Now let’s check the type of this object.

type(apple)
generator

So, this is a generator object. Generators are iterators, and this implies that we should be able to run the next() function on them.

next(apple)
'Doc'
next(apple)
'Grumpy'

Let’s compare how this generator function is working to what we would expect from a normal function.

With a normal function we would have a return statement that marks the exit point from that function. Once we exit the function at that point, all variables and anything else about the function are lost. Another way of thinking about this is to say the function is reset, so that the next time we call it, it will start at the beginning and only run until it encounters a first return statement.

In this case we defined a function with the usual def keyword, but this time instead of using return we used yield.

This had two consequences. Firstly it turned this into a generator function, as we saw with the type() command. Secondly, each time we called next() on this function, it not only returned a value, but it returned the next value. This implies the function was remembering where it left off, otherwise known as keeping state.

Next, let’s see what happens if we keep calling next() on apple until we run out of items in our function.

next(apple)
next(apple)
next(apple)
next(apple)
next(apple)
next(apple)
---------------------------------------------------------------------------

StopIteration                             Traceback (most recent call last)

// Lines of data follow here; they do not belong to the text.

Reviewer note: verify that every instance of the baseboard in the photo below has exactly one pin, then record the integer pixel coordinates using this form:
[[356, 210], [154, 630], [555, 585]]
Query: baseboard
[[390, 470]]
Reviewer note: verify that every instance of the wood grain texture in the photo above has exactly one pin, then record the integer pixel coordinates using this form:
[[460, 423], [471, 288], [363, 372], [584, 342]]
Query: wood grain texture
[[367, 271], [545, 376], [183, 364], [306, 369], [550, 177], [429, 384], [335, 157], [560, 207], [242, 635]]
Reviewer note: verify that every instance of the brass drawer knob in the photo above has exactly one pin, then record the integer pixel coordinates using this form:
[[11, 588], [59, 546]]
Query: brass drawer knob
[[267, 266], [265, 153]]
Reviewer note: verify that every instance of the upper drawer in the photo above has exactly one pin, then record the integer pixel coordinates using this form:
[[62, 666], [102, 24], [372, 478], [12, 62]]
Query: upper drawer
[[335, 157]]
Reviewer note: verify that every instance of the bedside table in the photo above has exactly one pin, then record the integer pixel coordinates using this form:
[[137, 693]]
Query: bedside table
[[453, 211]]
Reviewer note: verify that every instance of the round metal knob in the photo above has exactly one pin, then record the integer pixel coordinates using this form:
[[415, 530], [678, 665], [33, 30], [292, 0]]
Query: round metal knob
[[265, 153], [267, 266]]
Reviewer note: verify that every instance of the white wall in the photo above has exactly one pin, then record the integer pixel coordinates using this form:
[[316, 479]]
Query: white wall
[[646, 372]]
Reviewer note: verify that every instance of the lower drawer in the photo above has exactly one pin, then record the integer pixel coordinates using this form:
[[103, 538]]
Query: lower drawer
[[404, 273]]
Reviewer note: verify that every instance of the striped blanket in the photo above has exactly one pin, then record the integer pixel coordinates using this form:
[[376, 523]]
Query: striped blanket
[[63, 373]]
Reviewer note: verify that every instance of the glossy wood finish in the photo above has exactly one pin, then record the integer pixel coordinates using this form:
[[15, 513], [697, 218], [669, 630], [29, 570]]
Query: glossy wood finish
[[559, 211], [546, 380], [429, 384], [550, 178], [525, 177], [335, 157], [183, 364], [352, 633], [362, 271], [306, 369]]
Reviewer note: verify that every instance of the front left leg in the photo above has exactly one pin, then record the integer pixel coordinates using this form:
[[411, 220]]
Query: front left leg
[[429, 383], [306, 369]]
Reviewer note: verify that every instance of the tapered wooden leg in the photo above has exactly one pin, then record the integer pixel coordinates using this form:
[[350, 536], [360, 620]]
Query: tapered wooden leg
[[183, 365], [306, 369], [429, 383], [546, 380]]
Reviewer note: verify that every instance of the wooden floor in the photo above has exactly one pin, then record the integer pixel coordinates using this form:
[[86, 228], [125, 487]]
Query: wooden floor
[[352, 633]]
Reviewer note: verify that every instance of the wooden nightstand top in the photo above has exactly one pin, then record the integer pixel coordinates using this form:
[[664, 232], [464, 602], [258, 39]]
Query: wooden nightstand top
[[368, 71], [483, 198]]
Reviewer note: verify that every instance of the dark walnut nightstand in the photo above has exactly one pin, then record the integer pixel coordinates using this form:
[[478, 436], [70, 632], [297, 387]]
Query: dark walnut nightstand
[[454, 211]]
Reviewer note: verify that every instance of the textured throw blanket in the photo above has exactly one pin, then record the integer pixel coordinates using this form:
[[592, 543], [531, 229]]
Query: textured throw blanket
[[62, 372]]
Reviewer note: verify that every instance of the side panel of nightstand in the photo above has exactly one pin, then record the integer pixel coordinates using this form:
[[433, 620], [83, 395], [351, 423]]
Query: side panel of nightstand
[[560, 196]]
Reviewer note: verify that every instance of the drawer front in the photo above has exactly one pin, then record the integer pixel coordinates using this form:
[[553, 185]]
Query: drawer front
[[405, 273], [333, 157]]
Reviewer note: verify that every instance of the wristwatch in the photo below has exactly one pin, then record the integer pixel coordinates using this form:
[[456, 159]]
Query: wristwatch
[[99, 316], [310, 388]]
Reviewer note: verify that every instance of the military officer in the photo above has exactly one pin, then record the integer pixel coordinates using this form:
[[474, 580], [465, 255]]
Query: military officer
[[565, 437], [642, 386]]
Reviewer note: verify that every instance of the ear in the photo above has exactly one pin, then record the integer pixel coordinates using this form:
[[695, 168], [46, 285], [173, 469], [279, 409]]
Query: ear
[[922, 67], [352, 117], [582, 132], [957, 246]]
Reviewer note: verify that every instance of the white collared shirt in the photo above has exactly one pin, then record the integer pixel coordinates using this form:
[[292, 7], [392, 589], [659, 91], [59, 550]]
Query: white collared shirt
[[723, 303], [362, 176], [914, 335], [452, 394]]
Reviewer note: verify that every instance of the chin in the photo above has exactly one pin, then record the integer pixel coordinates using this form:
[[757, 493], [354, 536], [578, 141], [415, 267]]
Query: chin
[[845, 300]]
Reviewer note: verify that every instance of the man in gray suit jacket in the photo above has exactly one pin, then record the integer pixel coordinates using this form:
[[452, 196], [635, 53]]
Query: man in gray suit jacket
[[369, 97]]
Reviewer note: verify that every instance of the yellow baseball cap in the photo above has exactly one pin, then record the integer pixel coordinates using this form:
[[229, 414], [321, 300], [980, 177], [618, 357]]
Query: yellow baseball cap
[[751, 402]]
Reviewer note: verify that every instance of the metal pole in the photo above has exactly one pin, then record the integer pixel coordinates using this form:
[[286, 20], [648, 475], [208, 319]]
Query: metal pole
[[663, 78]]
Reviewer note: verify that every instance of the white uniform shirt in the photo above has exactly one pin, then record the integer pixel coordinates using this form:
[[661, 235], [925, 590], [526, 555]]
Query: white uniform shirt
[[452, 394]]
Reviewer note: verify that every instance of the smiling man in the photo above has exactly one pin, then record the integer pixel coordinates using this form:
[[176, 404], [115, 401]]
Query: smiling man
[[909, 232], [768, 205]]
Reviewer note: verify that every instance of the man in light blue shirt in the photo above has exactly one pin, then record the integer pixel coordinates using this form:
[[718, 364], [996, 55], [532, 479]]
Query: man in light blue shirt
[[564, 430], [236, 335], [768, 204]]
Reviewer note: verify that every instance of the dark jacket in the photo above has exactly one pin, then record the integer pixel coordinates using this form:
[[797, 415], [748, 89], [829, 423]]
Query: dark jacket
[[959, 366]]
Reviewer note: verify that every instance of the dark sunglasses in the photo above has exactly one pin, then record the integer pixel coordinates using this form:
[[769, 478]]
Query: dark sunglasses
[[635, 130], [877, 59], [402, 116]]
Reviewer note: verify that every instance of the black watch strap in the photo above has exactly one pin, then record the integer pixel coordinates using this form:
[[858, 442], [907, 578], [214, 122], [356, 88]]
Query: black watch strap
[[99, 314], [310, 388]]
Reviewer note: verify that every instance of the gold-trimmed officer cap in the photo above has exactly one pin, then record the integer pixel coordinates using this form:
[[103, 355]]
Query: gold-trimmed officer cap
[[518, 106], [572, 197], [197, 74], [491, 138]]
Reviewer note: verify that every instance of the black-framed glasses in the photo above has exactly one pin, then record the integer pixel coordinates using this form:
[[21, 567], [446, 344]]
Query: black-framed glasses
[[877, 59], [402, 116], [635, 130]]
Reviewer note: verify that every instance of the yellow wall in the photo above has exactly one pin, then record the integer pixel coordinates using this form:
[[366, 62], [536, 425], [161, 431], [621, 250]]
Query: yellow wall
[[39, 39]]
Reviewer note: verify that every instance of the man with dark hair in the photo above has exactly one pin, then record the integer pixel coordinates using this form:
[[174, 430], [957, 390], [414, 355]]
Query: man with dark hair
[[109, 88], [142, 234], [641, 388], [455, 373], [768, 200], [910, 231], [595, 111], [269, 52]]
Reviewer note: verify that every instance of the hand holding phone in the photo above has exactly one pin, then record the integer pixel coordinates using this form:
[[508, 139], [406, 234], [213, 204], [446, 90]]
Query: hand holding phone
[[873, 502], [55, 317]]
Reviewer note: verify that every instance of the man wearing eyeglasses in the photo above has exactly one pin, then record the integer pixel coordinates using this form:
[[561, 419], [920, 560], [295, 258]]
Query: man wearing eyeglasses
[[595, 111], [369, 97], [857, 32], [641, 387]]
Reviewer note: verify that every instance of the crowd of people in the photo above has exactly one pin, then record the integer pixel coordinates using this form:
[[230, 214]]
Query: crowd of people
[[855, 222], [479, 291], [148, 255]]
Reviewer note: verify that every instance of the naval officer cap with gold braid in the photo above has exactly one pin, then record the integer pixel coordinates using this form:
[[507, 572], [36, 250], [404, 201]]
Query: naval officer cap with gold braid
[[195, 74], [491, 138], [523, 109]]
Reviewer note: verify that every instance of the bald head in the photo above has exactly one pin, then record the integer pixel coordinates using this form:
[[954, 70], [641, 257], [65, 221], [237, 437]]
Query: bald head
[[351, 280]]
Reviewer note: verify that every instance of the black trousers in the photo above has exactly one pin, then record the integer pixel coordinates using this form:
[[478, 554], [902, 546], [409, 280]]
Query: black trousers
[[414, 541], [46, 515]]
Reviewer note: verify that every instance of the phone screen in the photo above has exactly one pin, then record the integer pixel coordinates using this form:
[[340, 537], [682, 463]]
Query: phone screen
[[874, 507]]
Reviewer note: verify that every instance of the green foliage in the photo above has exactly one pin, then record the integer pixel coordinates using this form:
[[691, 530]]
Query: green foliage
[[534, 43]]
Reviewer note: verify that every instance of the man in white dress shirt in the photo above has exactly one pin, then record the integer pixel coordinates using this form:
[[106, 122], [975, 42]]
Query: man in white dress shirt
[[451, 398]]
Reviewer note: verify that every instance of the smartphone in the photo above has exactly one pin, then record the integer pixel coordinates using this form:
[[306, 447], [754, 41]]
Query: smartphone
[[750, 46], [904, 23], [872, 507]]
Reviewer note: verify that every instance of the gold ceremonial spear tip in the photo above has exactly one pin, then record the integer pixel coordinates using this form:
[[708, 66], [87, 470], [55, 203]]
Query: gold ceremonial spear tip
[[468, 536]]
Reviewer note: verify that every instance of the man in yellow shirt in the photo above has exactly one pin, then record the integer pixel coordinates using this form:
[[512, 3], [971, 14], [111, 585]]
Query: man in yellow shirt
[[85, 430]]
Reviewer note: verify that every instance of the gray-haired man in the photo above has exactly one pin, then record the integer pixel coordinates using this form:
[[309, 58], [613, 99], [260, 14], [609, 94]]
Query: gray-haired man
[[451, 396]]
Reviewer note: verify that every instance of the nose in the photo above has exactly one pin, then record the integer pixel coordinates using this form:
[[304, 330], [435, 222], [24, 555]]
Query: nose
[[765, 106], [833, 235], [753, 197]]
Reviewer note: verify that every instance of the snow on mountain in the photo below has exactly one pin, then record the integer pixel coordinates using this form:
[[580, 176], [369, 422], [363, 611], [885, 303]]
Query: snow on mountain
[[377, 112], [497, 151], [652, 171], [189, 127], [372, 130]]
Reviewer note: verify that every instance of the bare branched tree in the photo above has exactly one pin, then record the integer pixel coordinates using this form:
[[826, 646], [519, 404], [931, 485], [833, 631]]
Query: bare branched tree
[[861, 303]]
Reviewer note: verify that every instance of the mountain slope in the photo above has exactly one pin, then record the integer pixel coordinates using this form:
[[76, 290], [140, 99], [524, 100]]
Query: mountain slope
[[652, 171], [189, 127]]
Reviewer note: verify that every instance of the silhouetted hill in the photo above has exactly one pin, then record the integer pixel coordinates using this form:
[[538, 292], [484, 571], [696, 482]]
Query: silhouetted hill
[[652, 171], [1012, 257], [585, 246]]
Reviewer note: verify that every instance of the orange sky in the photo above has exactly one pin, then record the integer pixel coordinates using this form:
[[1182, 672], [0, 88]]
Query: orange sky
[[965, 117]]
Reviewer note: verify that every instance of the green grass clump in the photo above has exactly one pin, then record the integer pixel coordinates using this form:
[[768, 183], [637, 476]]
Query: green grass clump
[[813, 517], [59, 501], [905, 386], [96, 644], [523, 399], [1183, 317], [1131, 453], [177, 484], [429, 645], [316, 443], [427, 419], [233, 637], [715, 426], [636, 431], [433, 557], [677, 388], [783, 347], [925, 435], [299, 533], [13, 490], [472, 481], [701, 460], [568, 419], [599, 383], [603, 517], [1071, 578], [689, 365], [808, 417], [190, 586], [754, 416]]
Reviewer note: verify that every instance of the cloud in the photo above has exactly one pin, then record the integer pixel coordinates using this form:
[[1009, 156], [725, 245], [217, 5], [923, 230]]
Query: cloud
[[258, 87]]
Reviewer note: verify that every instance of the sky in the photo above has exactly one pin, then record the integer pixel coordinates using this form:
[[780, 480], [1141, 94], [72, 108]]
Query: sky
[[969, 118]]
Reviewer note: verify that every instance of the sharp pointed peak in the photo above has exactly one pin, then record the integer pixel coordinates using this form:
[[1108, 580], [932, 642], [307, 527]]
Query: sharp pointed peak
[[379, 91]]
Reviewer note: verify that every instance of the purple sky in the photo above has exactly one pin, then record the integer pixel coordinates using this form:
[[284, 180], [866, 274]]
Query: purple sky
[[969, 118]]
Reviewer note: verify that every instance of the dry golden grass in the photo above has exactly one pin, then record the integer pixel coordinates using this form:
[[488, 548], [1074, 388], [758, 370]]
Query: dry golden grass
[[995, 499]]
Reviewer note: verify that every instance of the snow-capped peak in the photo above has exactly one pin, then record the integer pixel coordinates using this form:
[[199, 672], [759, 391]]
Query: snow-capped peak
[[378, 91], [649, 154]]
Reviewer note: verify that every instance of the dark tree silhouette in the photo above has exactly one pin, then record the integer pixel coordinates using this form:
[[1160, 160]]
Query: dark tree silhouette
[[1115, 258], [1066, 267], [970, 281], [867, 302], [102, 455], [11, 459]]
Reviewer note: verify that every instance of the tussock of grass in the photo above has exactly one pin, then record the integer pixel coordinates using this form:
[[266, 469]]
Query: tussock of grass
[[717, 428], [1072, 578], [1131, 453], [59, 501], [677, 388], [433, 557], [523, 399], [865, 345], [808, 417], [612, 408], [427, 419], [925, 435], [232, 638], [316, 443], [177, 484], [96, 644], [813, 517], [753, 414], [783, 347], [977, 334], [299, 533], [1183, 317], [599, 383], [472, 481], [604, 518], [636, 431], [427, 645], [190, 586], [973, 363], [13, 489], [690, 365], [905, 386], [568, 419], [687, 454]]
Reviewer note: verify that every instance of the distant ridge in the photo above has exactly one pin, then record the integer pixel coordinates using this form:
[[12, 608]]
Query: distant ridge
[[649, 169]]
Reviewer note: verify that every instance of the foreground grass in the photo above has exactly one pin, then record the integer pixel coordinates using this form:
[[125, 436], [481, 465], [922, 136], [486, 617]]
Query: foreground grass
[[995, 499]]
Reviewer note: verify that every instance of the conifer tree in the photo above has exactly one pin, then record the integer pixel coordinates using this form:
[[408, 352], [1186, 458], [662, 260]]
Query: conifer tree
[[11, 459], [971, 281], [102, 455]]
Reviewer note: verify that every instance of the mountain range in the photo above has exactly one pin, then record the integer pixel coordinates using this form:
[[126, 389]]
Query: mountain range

<ipython-input-23-36f44c84de87> in <module>
----> 1 next(apple)
      2 next(apple)
      3 next(apple)
      4 next(apple)
      5 next(apple)


StopIteration: 

This results in a StopIteration exception, just like when we exhausted the iterator we created above using the dwarves list.

What we have just demonstrated, then, is that a generator function allows to create our own iterators that have state, and raise a StopIteration exception when we exhaust them.

In future posts we’ll dive deeper into generators. Among other things we’ll look at how their use affects performance, and when and where to use them.